Saltar al contenido
Relatos Ardientes

El ascenso que terminó con él de rodillas ante mí

Ilustración del relato erótico: El ascenso que terminó con él de rodillas ante mí

Tus brazos estaban cubiertos hasta el codo por unos largos guantes de látex negro. Tu cuello cargaba un collar de metal pesado, de esos que recuerdan a su dueño con cada movimiento. Sobre tus ojos, una venda apretada que te apartaba un poco más del mundo de allá afuera. El resto de tu cuerpo estaba desnudo, exactamente como yo quería verte.

Los hombres suelen tener esa impresión equivocada de que el universo entero gira alrededor de ellos. Y aun así esconden su propio centro, sus pollas, porque en el fondo saben que todos sus privilegios son frágiles. Esa tarde habías recibido un ascenso y decidiste gastarte la diferencia completa del sueldo en una sesión conmigo.

Me pareció una idea interesante. Salvo por una cita previa que no pensaba mover, cancelé el resto de mis planes y preparé algo especial para ti. No quería que salieras de mi departamento sintiéndote satisfecho ni orgulloso. Quería que te marcharas humilde.

El camino más corto hacia la humildad pasa siempre por la humillación. Apenas cruzaste la puerta te ordené quitarte la ropa y tirarte en el frío suelo de mi cocina. Las baldosas heladas te encogieron en cuestión de minutos, tal como había planeado.

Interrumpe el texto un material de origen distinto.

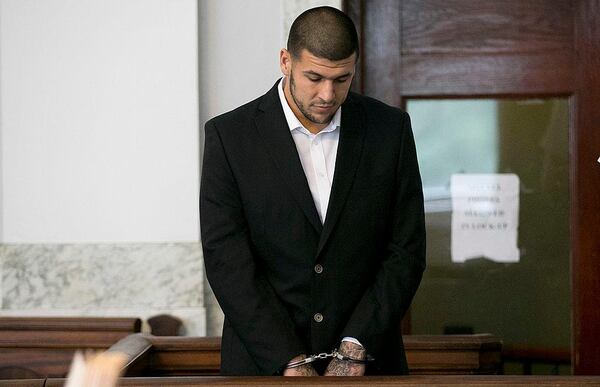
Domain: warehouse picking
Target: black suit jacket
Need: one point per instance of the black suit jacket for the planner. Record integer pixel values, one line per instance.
(262, 236)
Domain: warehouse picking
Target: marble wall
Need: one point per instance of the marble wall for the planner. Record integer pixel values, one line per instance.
(128, 279)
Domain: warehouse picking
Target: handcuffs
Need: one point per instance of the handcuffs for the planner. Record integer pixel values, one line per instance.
(324, 355)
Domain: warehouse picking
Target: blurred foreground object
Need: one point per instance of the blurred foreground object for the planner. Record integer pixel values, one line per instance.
(95, 370)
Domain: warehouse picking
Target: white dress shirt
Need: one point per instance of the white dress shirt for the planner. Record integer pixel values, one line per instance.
(317, 153)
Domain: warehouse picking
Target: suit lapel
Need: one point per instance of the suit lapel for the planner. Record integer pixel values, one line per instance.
(350, 147)
(273, 128)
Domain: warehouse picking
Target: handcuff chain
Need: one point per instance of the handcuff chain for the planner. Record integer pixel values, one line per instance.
(325, 355)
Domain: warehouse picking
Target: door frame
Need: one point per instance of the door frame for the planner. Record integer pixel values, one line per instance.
(571, 70)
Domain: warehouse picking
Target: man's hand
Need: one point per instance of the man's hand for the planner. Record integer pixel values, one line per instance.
(346, 368)
(303, 370)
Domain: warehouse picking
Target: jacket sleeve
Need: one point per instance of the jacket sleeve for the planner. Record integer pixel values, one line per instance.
(382, 306)
(245, 295)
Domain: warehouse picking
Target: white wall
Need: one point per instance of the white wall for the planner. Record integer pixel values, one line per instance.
(239, 50)
(99, 120)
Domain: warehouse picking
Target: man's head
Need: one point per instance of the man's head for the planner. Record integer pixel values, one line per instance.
(325, 32)
(319, 65)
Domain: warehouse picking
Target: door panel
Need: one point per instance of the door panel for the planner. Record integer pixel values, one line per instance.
(516, 49)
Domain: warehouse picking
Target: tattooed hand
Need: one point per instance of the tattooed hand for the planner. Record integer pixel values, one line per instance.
(303, 370)
(346, 368)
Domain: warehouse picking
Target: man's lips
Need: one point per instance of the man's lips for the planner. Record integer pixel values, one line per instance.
(323, 108)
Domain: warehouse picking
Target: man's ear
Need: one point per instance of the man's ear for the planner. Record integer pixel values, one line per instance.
(285, 62)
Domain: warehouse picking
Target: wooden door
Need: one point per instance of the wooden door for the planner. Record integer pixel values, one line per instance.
(504, 49)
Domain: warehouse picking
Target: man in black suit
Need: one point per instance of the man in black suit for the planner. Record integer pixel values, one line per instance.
(311, 212)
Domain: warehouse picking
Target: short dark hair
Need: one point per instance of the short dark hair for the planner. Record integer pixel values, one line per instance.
(325, 32)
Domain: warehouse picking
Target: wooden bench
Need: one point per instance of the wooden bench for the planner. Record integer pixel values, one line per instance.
(40, 347)
(427, 355)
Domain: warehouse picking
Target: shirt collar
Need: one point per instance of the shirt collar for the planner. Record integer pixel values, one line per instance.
(293, 121)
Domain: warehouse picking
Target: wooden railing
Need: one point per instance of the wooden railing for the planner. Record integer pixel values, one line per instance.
(35, 347)
(184, 356)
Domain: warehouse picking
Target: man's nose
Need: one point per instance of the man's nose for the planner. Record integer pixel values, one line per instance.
(327, 91)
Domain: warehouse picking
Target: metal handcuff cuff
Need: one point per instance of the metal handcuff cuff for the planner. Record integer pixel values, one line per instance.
(334, 354)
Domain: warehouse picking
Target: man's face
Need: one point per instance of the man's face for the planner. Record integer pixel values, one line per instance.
(316, 87)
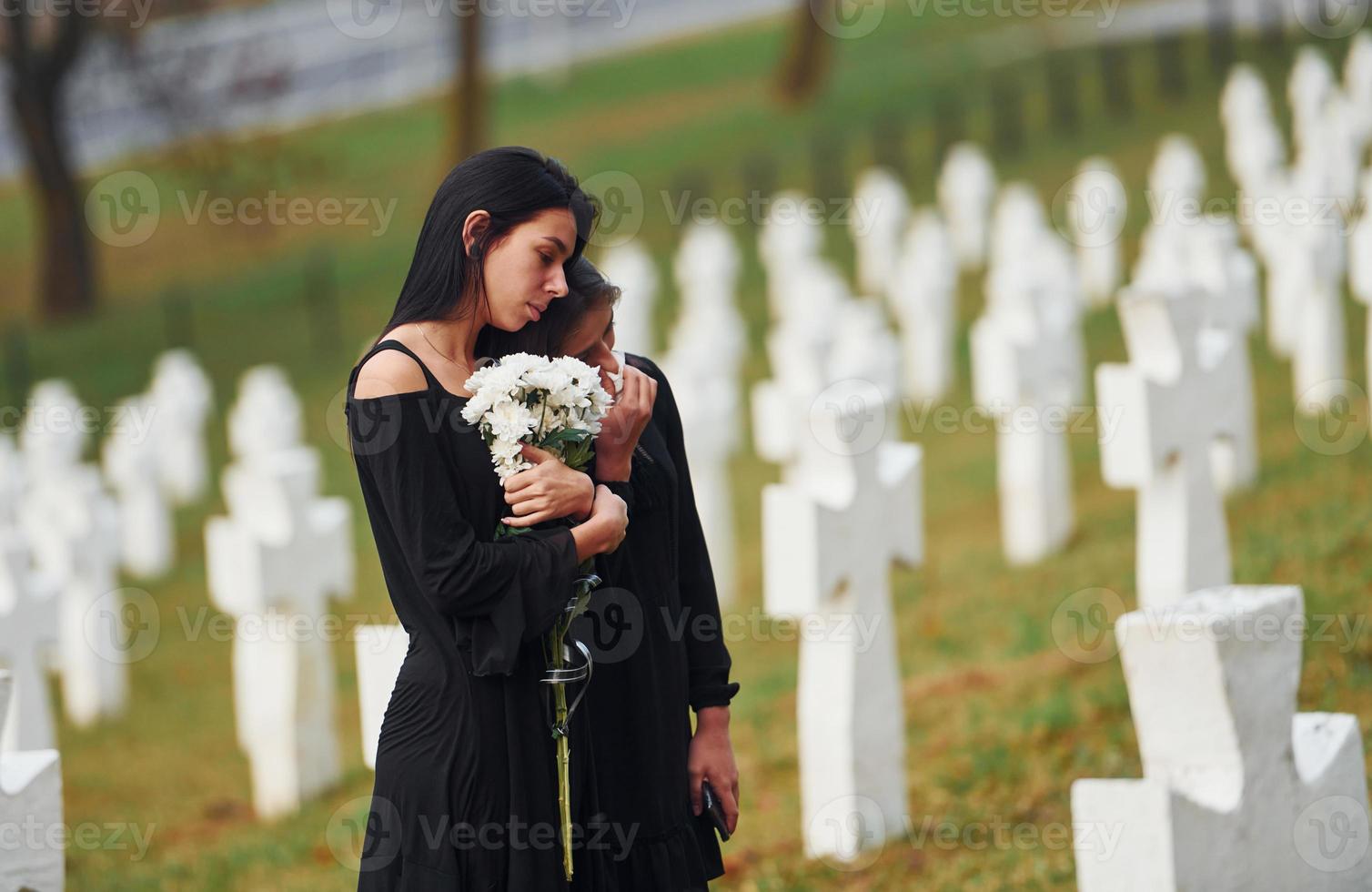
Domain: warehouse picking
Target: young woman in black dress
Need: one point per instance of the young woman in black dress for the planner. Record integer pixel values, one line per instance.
(655, 624)
(465, 792)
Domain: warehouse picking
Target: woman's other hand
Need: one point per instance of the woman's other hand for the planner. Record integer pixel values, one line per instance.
(624, 424)
(546, 492)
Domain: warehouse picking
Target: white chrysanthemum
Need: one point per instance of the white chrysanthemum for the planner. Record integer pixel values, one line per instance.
(510, 421)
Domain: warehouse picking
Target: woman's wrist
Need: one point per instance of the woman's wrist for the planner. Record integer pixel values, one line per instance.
(712, 721)
(590, 538)
(613, 470)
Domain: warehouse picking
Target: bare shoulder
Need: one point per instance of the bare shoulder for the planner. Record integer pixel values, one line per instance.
(388, 373)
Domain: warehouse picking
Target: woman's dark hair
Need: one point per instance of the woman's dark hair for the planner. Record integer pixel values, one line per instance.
(513, 184)
(586, 289)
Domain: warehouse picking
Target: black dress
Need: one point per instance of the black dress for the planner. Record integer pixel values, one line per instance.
(465, 792)
(655, 632)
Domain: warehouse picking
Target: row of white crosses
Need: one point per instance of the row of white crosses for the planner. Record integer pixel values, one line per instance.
(1239, 791)
(1095, 211)
(273, 563)
(30, 795)
(850, 504)
(907, 256)
(1029, 370)
(62, 538)
(1201, 258)
(1305, 258)
(1180, 395)
(704, 362)
(154, 457)
(65, 573)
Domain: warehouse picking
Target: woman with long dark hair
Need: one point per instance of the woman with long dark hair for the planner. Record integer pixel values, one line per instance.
(655, 626)
(465, 792)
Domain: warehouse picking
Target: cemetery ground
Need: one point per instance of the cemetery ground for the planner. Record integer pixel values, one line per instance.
(1001, 719)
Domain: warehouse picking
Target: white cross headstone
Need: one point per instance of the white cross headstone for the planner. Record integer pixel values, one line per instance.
(30, 799)
(881, 213)
(181, 398)
(1176, 178)
(631, 269)
(1239, 791)
(1357, 81)
(966, 188)
(923, 292)
(13, 478)
(1025, 376)
(27, 637)
(273, 563)
(380, 652)
(73, 527)
(1360, 259)
(1169, 405)
(708, 402)
(704, 364)
(789, 245)
(1307, 89)
(1310, 275)
(1204, 258)
(1255, 147)
(1096, 210)
(832, 548)
(134, 465)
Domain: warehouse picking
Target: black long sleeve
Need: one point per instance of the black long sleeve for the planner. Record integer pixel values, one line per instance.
(510, 589)
(707, 652)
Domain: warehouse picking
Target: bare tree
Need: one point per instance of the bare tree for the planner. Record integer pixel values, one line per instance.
(807, 59)
(469, 86)
(40, 51)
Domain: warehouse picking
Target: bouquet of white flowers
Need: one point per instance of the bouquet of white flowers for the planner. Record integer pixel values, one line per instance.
(556, 405)
(551, 404)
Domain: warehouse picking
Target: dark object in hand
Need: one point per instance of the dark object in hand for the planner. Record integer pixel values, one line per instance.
(712, 811)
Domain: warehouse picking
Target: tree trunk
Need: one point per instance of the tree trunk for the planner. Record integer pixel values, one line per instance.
(67, 284)
(807, 59)
(469, 91)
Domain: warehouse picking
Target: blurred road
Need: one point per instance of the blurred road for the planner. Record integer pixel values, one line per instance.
(289, 62)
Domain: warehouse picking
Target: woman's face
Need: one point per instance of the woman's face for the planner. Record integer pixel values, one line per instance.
(593, 340)
(524, 269)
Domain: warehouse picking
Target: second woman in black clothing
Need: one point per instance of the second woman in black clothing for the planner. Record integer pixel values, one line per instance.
(655, 624)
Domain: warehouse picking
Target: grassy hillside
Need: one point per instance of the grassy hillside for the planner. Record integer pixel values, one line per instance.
(999, 719)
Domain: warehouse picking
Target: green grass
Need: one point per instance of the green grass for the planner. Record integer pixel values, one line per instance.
(999, 722)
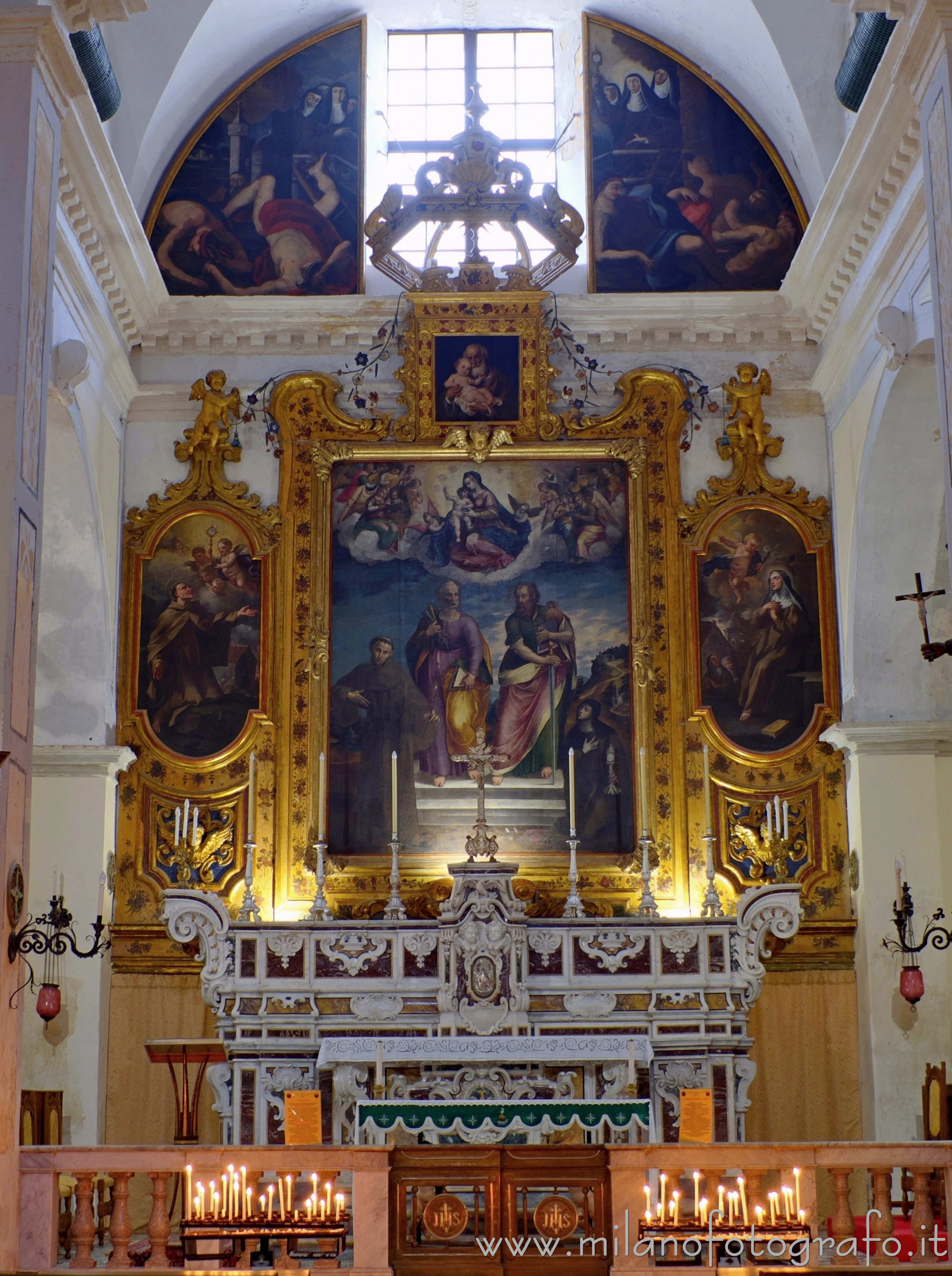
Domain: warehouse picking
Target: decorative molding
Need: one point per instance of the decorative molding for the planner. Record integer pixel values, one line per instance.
(891, 738)
(353, 952)
(545, 1049)
(377, 1006)
(420, 947)
(82, 761)
(679, 942)
(590, 1006)
(285, 946)
(610, 950)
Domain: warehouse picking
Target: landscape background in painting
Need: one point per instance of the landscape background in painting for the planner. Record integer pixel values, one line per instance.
(202, 703)
(299, 124)
(737, 642)
(683, 194)
(397, 539)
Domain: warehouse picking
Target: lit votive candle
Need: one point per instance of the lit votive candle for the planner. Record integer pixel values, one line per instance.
(742, 1189)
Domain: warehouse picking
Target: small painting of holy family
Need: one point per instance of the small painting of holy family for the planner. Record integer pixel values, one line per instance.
(480, 604)
(760, 640)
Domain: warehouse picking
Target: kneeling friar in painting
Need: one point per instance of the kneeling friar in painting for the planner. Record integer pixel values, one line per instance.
(393, 716)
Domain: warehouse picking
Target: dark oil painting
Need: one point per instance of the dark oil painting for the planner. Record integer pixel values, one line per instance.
(683, 196)
(760, 640)
(200, 635)
(476, 378)
(270, 197)
(480, 602)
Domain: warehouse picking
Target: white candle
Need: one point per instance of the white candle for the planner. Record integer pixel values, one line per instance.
(642, 760)
(572, 793)
(251, 798)
(708, 793)
(322, 794)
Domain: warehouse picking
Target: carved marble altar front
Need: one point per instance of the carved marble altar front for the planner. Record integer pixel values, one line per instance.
(481, 1003)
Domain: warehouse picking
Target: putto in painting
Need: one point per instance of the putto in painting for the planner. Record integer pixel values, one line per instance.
(480, 600)
(200, 636)
(683, 194)
(268, 197)
(760, 642)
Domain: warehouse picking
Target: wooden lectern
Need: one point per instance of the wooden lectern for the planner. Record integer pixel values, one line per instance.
(178, 1052)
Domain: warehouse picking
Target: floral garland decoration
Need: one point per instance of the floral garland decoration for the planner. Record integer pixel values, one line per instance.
(585, 369)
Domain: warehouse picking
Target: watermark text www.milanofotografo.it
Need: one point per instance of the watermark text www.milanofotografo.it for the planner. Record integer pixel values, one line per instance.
(695, 1246)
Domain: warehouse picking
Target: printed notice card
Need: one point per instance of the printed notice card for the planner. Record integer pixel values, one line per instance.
(303, 1117)
(697, 1117)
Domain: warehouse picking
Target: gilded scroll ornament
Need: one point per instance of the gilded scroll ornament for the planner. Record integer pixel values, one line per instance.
(326, 455)
(476, 441)
(748, 444)
(305, 406)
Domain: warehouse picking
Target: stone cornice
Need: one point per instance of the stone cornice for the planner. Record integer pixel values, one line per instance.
(632, 323)
(82, 761)
(891, 738)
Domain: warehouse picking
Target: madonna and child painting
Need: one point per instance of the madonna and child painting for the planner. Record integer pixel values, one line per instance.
(683, 194)
(473, 602)
(268, 198)
(760, 641)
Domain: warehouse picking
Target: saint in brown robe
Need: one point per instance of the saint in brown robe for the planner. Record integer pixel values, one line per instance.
(395, 722)
(180, 640)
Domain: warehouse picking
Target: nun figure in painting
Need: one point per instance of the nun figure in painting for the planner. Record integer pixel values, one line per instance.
(783, 622)
(603, 783)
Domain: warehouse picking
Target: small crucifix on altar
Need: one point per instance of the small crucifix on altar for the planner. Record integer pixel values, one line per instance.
(929, 650)
(479, 760)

Te observé doblar la ropa con un cuidado ridículo, como si esas prendas todavía importaran, como si el hombre que las llevaba siguiera existiendo dentro de mi casa. No te apuré. La anticipación es parte del castigo. Cuanto más tiempo pasas pensando en lo que viene, más blando te vuelves por dentro, y yo disfruto cada segundo de esa espera tuya.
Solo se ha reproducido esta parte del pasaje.